Peggy Napangardi Jones was born in country around Phillip Creek, north of Tennant Creek. This area is her mangaya (country, Dreaming held from her father). Her mother's Warlpiri country lies between Tennant Creek and Elliot, while her grandmother's Mudpurra country lies further north.
Napangardi stayed in her father's country with her family until she was a young woman; "When I was a kid I was living in the bush - no school...".
Then the family moved out from Phillip Creek and walked to Brunchilly Station, where her mother worked as a servant. Later they moved to Banka Banka Station, moving back and forth between Banka Banka and Brunchilly, living on bush tucker.

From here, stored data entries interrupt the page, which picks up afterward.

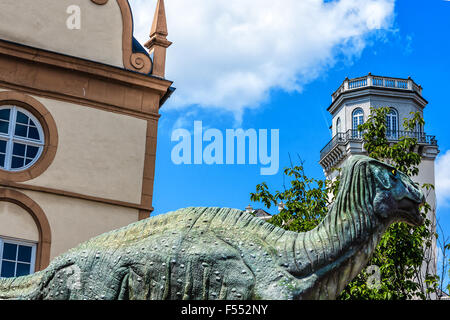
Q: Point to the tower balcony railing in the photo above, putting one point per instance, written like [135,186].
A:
[343,138]
[379,82]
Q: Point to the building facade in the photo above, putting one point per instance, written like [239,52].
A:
[350,107]
[79,110]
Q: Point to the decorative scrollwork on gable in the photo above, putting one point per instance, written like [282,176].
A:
[134,61]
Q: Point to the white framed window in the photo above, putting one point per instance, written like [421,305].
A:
[17,258]
[338,126]
[21,138]
[392,124]
[357,120]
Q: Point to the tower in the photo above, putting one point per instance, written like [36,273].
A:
[350,107]
[79,111]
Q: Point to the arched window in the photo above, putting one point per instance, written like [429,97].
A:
[338,126]
[392,124]
[357,120]
[21,138]
[17,258]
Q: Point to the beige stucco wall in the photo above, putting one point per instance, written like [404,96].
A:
[17,223]
[100,153]
[42,24]
[73,221]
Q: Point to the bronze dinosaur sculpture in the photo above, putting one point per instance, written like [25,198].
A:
[214,253]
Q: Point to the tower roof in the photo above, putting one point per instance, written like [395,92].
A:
[377,85]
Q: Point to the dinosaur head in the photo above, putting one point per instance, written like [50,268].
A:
[397,198]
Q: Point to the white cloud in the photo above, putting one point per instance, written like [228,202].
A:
[229,54]
[443,179]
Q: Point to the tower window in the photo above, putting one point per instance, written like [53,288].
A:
[21,139]
[338,126]
[392,124]
[17,258]
[358,119]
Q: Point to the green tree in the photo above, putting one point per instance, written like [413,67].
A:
[402,250]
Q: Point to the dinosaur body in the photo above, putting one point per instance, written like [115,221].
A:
[216,253]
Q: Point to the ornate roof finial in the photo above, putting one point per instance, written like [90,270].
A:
[158,42]
[159,25]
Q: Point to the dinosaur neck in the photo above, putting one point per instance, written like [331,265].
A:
[338,249]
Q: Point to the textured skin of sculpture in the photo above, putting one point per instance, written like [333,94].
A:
[214,253]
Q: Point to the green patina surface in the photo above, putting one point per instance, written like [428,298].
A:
[218,253]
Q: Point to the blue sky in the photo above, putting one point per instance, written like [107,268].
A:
[294,57]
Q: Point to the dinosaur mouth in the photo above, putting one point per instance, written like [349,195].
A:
[409,212]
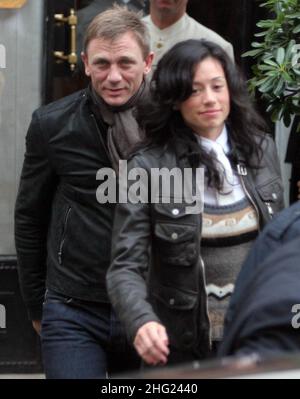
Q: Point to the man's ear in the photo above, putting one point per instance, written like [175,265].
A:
[84,58]
[148,62]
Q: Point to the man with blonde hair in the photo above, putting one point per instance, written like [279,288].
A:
[62,234]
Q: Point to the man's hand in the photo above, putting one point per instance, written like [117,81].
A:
[151,342]
[36,324]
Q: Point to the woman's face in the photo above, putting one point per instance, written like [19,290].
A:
[206,110]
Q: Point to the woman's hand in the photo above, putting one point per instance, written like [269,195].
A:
[151,342]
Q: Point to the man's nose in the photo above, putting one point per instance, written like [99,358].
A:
[114,74]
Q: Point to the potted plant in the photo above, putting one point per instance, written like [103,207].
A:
[276,73]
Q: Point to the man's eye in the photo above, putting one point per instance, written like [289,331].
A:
[195,91]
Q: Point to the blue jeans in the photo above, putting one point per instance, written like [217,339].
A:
[83,339]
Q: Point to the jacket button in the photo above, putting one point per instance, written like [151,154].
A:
[174,236]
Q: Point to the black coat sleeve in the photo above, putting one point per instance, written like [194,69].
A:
[131,248]
[32,213]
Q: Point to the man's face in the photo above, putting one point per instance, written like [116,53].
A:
[116,68]
[169,6]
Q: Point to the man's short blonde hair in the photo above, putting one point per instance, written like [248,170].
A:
[117,21]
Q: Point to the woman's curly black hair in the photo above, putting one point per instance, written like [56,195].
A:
[172,83]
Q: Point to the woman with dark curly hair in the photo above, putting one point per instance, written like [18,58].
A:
[199,116]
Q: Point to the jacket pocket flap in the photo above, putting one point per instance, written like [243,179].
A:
[175,298]
[270,191]
[173,232]
[174,211]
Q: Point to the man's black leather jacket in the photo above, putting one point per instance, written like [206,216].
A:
[62,233]
[162,241]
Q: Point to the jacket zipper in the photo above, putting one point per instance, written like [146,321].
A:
[63,238]
[100,136]
[270,210]
[206,302]
[242,171]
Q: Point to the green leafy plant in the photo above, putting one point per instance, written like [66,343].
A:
[276,73]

As a young woman, Napangardi went with her father and mother to Alekerenge where she married a Warumungu man. In 1970 Napangardi and her husband moved to Tennant Creek, where their three children were born.
In 1996 Napangardi joined the Julalikari CDEP Women's Art & Crafts Program located in the 'Pink Palace' at Tennant Creek and was introduced to a range of modern mediums, including silk painting, various forms of printmaking, acrylic painting on canvas, and pottery.

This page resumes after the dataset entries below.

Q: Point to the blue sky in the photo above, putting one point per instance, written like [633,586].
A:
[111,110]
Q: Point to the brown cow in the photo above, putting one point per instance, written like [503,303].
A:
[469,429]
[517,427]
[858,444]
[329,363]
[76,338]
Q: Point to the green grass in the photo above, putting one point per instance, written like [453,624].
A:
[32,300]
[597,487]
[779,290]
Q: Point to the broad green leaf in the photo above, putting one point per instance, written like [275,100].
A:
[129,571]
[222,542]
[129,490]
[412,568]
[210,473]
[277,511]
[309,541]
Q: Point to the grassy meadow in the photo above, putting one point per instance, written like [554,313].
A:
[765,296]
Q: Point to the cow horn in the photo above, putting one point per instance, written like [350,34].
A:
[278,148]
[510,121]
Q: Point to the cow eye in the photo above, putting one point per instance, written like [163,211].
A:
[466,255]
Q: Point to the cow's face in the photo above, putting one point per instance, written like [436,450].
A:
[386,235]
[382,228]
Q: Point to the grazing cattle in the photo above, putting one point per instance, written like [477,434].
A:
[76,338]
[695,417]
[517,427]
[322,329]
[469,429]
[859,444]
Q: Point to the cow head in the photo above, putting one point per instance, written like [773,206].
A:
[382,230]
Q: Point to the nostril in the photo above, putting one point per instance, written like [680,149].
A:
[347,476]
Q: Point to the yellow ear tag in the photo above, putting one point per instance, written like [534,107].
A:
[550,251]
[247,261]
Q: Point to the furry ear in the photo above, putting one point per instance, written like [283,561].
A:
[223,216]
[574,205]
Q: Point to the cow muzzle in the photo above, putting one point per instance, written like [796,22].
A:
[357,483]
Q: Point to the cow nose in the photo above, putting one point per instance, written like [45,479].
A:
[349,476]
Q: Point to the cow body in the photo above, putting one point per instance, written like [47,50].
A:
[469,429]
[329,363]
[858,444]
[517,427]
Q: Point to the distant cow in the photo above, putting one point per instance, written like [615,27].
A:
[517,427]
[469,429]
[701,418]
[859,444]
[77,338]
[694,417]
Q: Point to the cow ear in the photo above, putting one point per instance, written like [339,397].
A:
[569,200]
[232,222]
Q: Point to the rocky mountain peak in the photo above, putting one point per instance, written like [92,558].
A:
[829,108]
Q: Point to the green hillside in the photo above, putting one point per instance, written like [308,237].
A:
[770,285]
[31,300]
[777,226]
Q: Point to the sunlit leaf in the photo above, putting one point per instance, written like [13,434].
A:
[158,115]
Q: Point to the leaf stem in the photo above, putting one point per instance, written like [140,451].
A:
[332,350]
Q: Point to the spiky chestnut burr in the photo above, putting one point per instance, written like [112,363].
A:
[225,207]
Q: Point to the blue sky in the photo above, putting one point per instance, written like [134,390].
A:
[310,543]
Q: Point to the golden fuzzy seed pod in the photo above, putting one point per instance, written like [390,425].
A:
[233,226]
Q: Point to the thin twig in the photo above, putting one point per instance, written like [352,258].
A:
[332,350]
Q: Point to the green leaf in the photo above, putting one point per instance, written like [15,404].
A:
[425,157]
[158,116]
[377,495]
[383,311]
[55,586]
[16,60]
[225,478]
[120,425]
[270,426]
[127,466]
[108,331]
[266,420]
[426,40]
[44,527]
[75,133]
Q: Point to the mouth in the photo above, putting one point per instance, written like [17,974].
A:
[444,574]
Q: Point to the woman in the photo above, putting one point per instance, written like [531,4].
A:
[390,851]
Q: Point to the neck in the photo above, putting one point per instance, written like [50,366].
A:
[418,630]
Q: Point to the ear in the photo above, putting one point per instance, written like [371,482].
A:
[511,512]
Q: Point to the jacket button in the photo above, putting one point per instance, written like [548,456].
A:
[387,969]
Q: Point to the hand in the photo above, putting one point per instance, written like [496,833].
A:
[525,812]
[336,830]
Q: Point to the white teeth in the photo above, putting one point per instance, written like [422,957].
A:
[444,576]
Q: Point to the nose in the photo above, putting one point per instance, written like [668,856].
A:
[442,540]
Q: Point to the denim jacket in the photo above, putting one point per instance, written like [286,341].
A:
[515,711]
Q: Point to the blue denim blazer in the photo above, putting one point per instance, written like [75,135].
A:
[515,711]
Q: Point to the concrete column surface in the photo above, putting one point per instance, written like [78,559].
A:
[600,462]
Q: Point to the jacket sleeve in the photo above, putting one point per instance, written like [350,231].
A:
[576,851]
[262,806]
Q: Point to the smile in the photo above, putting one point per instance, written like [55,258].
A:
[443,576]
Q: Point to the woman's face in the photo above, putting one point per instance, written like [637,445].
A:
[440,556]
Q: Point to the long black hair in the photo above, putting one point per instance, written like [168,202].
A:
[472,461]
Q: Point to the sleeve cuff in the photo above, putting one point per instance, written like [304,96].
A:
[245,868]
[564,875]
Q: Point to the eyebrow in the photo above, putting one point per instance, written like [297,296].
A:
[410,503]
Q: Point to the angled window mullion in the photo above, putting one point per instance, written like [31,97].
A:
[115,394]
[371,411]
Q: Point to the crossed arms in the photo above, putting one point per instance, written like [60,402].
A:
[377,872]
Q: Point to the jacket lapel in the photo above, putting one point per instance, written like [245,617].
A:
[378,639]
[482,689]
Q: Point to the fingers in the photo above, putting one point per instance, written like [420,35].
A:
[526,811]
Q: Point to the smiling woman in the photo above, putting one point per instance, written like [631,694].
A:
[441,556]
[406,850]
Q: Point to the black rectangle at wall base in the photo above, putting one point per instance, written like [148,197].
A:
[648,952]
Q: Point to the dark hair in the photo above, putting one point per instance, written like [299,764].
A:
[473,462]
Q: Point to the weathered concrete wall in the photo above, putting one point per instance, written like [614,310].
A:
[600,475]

In 1998-99 three artists were invited to participate in an artist-in-residency program at Julalikari Arts. They were potter Madeleine Meyer, sculptor Alison Clouston and Judy Watson. Through this exchange with artists, Napangardi was encouraged to work with clay and was introduced to wood-carving, just as earlier she had been introduced to silk painting and print making by co-ordinator Alison Alder.
In both 1997 and 1998 Napangardi's work was exhibited in the National Aboriginal & Torres Strait Islander Art Award and in 1999 she held her first solo exhibition at Alcaston Gallery, Melbourne.
In April 2004, Napangardi had to leave Tennant Creek for dialysis treatment in Alice Springs. Fortuitously, a new art centre Ngurratjuta Iltja Ntjana (Many Hands Art Centre) had opened there and she now attends the centre twice a week between treatments.